On the other hand if you look at nomogram 5 in the figure 2E, there are substantial differences between the PSA assays, but the Intraclass Correlation Coefficient (ICC), this is a measure how close the curve is to the 45 degree line. The ICC is always between 0.9 and 1, so this indicates an excellent relationship between observed and predicted prostate cancer cases. And this is important that you look at this and not only check the RFC value and the median values.
Bob Barrett:
Well after seeing your divergent results between the PSA assays and prostate cancer probabilities, what is the ideal way to use nomograms or similar models in the future?
Carsten Stephan:
Yeah, I think it’s impossible right now to provide one solution for everybody. But with this, all our clinical data, we want simply to make aware all nomogram users and also the clinical chemists who are responsible for PSA and free PSA values that despite of harmonization of the PSA assays, we all want to have the WHO standard, there are still large PSA and also percent-free PSA differences.
And that these differences are most likely the cause for all further differences like prostate cancer risks and model, like collaboration differences etcetera, etcetera, and with our ANN program for five assays, which is already online since 2008 we already provide a helpful hint to improve these prostate cancer diagnoses before prostate biopsy.
And I believe that it’s generally better to use models for prostate cancer diagnoses which incorporates for instance PSA, percent-free PSA, prostate volume age, and our data like pro-PSA or urinary PCA3 instead of PSA or percent-free PSA alone.

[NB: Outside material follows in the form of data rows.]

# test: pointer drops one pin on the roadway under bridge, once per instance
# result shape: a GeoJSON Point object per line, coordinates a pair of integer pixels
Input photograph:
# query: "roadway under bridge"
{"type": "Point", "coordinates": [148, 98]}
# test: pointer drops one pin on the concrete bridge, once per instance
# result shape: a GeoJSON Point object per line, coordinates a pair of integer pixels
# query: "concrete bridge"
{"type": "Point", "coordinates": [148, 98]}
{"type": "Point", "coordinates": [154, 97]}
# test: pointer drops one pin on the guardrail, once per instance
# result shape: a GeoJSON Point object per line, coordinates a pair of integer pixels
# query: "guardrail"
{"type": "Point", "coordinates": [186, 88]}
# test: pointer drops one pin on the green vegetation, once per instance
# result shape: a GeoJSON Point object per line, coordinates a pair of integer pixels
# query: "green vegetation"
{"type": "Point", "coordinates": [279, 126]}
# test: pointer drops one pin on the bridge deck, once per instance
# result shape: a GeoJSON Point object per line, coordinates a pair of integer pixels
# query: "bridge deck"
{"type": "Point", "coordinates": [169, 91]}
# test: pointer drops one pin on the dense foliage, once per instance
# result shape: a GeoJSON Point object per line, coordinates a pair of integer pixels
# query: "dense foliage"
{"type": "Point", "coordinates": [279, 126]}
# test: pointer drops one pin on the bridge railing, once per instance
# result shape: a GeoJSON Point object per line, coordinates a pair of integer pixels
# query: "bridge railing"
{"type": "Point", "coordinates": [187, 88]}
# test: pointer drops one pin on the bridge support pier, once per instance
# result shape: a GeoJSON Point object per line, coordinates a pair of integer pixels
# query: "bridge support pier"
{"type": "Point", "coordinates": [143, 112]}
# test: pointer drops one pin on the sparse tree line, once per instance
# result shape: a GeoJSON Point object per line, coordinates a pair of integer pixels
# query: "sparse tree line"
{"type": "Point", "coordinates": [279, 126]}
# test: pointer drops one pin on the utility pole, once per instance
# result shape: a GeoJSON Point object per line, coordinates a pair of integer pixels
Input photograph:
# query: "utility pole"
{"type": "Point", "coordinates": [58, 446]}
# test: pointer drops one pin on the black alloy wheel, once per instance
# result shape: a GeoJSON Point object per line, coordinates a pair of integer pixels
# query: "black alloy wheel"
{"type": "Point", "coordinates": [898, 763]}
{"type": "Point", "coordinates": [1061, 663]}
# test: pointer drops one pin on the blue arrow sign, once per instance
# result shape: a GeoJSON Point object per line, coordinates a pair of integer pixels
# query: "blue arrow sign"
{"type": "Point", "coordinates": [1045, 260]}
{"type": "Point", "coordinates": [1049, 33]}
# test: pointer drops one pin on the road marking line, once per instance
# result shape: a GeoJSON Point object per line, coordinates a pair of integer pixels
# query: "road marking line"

The conservation of these used PSA assays is so far only possible with our ANN program, prostate at last. Here the user can choose between five different assays. But hopefully I think in the future that nomogram models will also consider PSA differences. This would be my biggest list so far.
Bob Barrett:
Dr. Carsten Stephan is a Urologist at the University Hospital Charité, in Berlin, Germany and has been our guest in this podcast from Clinical Chemistry. I am Bob Barrett, thanks for listening!